Referring to the error message, we attempted to access memory at 0xD223420F, which is far outside any expected ranges. The PC was 0x081007C0, which is suspicious- that's in .bss, which code should not be executing from. This is usually a symptom of a smashed stack, and makes debugging very difficult since it comes from executing bogus code and we have no way to retrieve a stack trace to see what went wrong earlier.
It appears that this particular crash was caused by a NULL pointer dereference, which is unusual (wouldn't expect that to make the system begin executing in .bss). Further additions to this page will probably be forthcoming as more experiments can be performed.
The third line on the System Error dialog tells you what exception the OS handled. This gives you an idea of what is wrong with the code at the PC. The Transition address is the address of the exception handler called. VBR is the address stored at 0xA0000000.

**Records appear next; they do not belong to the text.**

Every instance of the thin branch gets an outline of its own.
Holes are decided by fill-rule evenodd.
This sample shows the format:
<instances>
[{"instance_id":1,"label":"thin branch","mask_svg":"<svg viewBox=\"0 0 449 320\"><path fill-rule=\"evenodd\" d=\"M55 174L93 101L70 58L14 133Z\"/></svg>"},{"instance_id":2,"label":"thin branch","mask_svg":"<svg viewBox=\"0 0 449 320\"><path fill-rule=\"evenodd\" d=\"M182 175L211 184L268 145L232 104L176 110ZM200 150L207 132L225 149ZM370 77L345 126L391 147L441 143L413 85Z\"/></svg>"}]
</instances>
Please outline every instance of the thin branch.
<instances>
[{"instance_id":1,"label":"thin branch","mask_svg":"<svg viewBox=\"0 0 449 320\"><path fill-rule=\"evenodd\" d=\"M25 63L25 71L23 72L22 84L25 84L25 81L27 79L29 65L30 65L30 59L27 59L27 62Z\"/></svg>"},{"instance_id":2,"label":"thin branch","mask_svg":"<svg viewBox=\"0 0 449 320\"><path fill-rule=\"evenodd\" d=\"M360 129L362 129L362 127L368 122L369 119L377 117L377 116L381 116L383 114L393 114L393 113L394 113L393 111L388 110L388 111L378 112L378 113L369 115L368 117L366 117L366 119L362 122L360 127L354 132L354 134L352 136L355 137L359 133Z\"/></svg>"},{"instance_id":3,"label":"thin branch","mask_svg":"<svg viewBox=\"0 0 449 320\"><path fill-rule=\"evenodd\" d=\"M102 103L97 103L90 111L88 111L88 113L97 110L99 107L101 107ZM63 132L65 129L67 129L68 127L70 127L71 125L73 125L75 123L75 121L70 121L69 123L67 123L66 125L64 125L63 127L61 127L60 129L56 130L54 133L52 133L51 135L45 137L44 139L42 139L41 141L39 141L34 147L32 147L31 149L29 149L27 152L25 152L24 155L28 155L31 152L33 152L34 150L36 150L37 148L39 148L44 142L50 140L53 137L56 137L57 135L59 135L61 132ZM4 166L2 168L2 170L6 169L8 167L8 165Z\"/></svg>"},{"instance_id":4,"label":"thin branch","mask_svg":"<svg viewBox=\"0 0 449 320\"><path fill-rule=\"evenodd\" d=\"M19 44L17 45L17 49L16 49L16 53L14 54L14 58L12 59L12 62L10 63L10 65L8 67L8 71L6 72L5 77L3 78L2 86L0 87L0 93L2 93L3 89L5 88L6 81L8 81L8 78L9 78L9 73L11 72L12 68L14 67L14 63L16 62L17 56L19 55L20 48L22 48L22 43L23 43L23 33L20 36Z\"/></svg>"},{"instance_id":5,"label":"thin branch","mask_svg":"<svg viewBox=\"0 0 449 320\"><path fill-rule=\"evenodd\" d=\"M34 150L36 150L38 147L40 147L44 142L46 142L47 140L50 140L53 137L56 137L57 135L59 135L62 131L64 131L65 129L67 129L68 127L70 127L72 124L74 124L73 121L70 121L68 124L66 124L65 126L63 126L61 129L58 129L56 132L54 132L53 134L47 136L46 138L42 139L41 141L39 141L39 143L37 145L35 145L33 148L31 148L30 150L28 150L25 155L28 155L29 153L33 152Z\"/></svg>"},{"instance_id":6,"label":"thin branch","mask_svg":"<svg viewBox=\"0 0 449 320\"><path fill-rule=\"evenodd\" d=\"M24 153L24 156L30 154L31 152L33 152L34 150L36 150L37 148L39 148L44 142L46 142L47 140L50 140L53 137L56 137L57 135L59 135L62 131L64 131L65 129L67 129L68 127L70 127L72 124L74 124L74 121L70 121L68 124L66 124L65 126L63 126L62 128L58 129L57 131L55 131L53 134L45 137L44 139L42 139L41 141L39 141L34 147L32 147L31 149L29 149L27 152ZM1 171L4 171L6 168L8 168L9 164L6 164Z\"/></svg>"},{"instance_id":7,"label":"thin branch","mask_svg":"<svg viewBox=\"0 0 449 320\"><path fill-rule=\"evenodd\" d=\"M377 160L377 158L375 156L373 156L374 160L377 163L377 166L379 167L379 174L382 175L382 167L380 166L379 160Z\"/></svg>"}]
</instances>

Causes: This exception is thrown if there is a data address error. This can be caused if a word is accessed across word boundary, a longword across a longword boundary, or a quadword across a quadword boundary. It is also possible that this may be called when an instruction address is used that is not word-aligned. The (x) will either be R or W if the exception occurred on the Read or the Write cycle.
VBR Offset: 0x100
Exception Code: 0x0E0 on read, 0x100 on write
Causes: This is unconfirmed, however this may be caused by a read or write to protected memory. The (x) will either be R or W if the exception occurred on the Read or the Write cycle.
VBR Offset: 0x100
Exception Code: 0x0A0 on read, 0x0C0 on write
Causes: This is caused by a TRAPA #imm (unconditional trap) assembly opcode. This is used for purposefully triggering an exception that is handled by external code.
VBR Offset: 0x100
Exception Code: 0x160
An example of encountering this exception is by going to the diagnostic mode, pressing 3, 9, 2, F1. The "SYSTEM ERROR" message appears on screen with "INTERRUPT", but the target and PC lines are not shown. EXIT can't be used to reboot, despite what the text says.credits
Illegal Code Err
Causes: Assumed to be caused by either an unknown instruction being called or an opcode generated a general error (such as invalid usage of branch opcodes generating exceptions).
VBR Offset: 0x100
Exception Code: 0x180
Causes: There was a memory access to the virtual memory that isn't mapped to a physical memory page in the UTLB page table (and possibly the ITLB page table if the access was from an instruction fetch) and the OS was unable to handle it. Note that the actual exception is normal behavior for the MMU and relies on the OS to handle it without generating errors. This occurs if the OS cannot handle it.
VBR Offset: 0x400
Exception Code: 0x040 if this was from a TLB miss in the UTLB cache from a read (Also a miss in the ITLB if this is an instruction fethc), 0x060 if this was from a TLB miss in the UTLB page table from a memory write.
Priority: 2 if from an ITLB miss, 6 if from a UTLB miss.